O segundo fator influente é o liberalismo. Importa lembrar que o Estado social surgiu como resposta ao capitalismo, tentando democratizá-lo, tornando-o mais acessível ao povo que o mantém, assim, as origens do Estado do bem-estar estavam vinculadas aos crescentes conflitos sociais gerados pela economia liberal, que propugnava a não intervenção do Estado nas atividades produtivas.

Dessa forma, devido à penetração do poder corporativo no interior da própria formulação da política há declínio da capacidade democrática. Ocorre assim um sequestro da democracia, que, segundo Streck (2012, p. 55, apud Barboza, Robl, 2018, p. 77-97), também seria promovido pela pressão dos mercados financeiros (credores e agências de classificação de risco) e de organismos internacionais (Fundo Monetário Internacional – FMI, Comissão Europeia e Banco Central Europeu – BCE).

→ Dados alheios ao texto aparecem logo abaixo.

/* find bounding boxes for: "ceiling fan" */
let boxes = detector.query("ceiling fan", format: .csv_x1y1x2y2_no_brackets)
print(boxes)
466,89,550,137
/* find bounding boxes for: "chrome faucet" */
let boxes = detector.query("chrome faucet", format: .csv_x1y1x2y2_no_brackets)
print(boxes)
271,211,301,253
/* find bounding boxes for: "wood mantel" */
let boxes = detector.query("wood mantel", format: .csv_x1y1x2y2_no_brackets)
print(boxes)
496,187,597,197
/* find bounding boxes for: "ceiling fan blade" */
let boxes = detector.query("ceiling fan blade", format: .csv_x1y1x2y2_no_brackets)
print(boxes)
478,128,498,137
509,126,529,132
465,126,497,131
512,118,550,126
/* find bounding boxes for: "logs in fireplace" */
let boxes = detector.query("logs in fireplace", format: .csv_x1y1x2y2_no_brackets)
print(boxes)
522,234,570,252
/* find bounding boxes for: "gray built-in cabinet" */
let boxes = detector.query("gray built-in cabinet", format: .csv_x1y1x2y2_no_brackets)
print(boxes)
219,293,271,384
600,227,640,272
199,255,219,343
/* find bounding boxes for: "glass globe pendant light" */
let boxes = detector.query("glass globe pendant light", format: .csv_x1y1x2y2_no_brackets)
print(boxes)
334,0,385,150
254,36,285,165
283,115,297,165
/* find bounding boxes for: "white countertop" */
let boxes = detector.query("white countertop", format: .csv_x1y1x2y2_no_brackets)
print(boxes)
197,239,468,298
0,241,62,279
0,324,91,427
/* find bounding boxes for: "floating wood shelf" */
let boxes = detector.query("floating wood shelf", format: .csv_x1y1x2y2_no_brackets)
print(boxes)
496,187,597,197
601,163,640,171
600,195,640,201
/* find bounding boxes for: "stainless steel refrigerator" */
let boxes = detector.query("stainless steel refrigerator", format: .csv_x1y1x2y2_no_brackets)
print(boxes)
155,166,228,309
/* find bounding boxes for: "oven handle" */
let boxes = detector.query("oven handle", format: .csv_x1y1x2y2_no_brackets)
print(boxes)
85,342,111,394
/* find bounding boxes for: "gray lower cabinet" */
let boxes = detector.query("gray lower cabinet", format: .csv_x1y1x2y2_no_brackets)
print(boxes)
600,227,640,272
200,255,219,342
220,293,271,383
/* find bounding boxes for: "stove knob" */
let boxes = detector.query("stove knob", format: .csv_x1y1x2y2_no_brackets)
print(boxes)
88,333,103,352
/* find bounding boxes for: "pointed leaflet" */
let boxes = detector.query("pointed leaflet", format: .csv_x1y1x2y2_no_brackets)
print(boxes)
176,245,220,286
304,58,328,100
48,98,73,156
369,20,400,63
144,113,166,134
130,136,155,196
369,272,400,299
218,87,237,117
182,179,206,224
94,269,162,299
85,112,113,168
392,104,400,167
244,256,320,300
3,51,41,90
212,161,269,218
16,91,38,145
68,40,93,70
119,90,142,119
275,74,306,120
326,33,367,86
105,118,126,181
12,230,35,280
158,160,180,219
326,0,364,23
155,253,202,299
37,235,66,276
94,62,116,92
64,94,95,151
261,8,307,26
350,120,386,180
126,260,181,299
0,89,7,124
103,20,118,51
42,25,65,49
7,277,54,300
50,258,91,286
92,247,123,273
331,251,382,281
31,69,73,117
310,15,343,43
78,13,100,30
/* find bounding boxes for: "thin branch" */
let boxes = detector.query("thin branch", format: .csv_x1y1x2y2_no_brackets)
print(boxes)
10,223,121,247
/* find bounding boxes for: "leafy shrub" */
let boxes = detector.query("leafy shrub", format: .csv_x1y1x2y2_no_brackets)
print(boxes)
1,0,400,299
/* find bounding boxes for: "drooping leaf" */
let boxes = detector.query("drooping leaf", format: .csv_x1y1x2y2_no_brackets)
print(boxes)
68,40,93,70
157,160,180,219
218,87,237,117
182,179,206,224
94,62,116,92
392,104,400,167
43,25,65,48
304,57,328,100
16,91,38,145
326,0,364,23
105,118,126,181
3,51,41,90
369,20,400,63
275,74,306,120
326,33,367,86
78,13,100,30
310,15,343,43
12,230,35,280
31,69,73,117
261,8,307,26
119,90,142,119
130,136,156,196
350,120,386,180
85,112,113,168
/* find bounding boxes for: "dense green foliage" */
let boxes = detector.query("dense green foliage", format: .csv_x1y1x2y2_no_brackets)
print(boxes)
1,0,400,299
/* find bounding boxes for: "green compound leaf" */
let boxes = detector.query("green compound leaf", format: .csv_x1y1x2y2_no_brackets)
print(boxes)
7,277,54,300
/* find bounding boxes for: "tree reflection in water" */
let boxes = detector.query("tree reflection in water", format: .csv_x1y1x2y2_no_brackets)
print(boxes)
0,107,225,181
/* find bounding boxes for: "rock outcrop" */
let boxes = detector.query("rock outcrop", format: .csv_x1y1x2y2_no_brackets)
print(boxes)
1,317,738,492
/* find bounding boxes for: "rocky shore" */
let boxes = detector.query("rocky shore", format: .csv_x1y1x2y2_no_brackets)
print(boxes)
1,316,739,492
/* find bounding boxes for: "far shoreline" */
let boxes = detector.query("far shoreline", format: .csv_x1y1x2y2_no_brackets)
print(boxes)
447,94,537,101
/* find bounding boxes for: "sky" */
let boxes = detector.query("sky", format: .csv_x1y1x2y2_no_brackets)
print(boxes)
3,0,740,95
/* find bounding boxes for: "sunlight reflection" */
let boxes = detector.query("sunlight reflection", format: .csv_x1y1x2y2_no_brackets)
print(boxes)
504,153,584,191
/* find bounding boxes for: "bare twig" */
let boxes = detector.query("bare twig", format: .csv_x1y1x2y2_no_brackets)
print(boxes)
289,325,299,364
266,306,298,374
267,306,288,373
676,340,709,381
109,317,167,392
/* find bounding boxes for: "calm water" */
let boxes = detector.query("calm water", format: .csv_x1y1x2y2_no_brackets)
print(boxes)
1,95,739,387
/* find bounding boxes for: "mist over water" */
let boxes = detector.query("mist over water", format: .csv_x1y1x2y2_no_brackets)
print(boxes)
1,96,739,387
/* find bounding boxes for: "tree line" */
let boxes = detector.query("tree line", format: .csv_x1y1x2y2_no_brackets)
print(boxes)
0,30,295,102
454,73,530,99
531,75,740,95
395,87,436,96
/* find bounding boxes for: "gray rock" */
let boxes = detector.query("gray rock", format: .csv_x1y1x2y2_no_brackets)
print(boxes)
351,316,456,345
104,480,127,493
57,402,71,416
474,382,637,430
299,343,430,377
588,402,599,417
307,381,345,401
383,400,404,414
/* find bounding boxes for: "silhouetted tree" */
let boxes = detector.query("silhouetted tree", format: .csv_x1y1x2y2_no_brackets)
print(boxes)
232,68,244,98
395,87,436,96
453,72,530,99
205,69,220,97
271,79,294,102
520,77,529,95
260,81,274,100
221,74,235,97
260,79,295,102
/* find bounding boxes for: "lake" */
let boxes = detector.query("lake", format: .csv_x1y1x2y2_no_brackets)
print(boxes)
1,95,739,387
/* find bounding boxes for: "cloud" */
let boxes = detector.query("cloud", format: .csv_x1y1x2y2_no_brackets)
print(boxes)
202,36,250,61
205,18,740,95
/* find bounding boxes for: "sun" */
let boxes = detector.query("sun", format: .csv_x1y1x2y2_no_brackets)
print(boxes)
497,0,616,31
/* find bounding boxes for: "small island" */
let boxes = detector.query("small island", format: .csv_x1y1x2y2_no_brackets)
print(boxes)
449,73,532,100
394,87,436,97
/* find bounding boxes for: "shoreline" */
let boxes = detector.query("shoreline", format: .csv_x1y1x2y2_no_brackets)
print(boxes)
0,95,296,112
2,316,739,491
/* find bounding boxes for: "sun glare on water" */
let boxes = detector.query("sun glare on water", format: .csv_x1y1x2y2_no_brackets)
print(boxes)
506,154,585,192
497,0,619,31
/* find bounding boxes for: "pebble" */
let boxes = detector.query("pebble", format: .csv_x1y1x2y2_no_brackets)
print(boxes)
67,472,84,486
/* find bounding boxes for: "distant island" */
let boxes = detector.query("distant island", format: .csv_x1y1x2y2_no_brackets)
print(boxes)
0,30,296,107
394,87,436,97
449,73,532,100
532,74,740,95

Entendemos então que o liberalismo não remete a essa concepção do Estado constitucional como universal representativo do povo. A função do Estado liberal é promover mercados e competitividade, criando condições favoráveis para o investimento capitalista. Com essa função específica, o Estado transfere a responsabilidade pelos direitos sociais para o investimento individual, reduzindo a cidadania a níveis mínimos.

Para o liberalismo a contenção da democracia, de modo a esvaziá‑la da soberania popular, pode ocorrer por meio de uma Constituição que impeça a mudança de política econômica e limite a intervenção estatal, leia-se constitucionalismo abusivo; ou por meio de uma reforma do Estado em conformidade com o modelo da empresa, de modo que se transfira o poder popular para agentes que não foram eleitos.

Outras causas notáveis são o terrorismo e a imigração, muito temida nos países desenvolvidos, e devido a insegurança não só do governo como também dos nativos, abre-se a brecha e com o endosso da população para que medidas extremas sejam tomadas.

Tendo em mãos esse compilado de fatores, é crível e explicável o declínio, distorção e queda da democracia. Contudo, ao questionar o futuro que aguarda o povo, fica nítido que os que se autodenominam ser governos democráticos não o são de fato. Em razão do sistema corruptivo estar há décadas em evolução, com veredito das organizações mundiais e dos cidadãos de cada país, não se pode esperar mudanças a fim de efetivar um Estado de direito, a probabilidade é ir sempre mais em direção o abuso e assim ao autoritarismo decorrente da perda da soberania popular.

Fatos estes que ocorrem na vida real, as mais recentes imagens da democracia no século 21: na Espanha, o Podemos, projetado por pares acadêmicos, é taxado de populista. A Grécia buscou saída de sua grave crise financeira polarizando-se na extrema-esquerda de Syriza Alexis Tsipras, enquanto o Reino Unido viu crescer o Ukip, sigla de extrema-direita, em ascensão semelhante à da Frente Nacional na França. Nos EUA, Trump e sua tentativa de reeleição figuraram como grave risco ao futuro da democracia.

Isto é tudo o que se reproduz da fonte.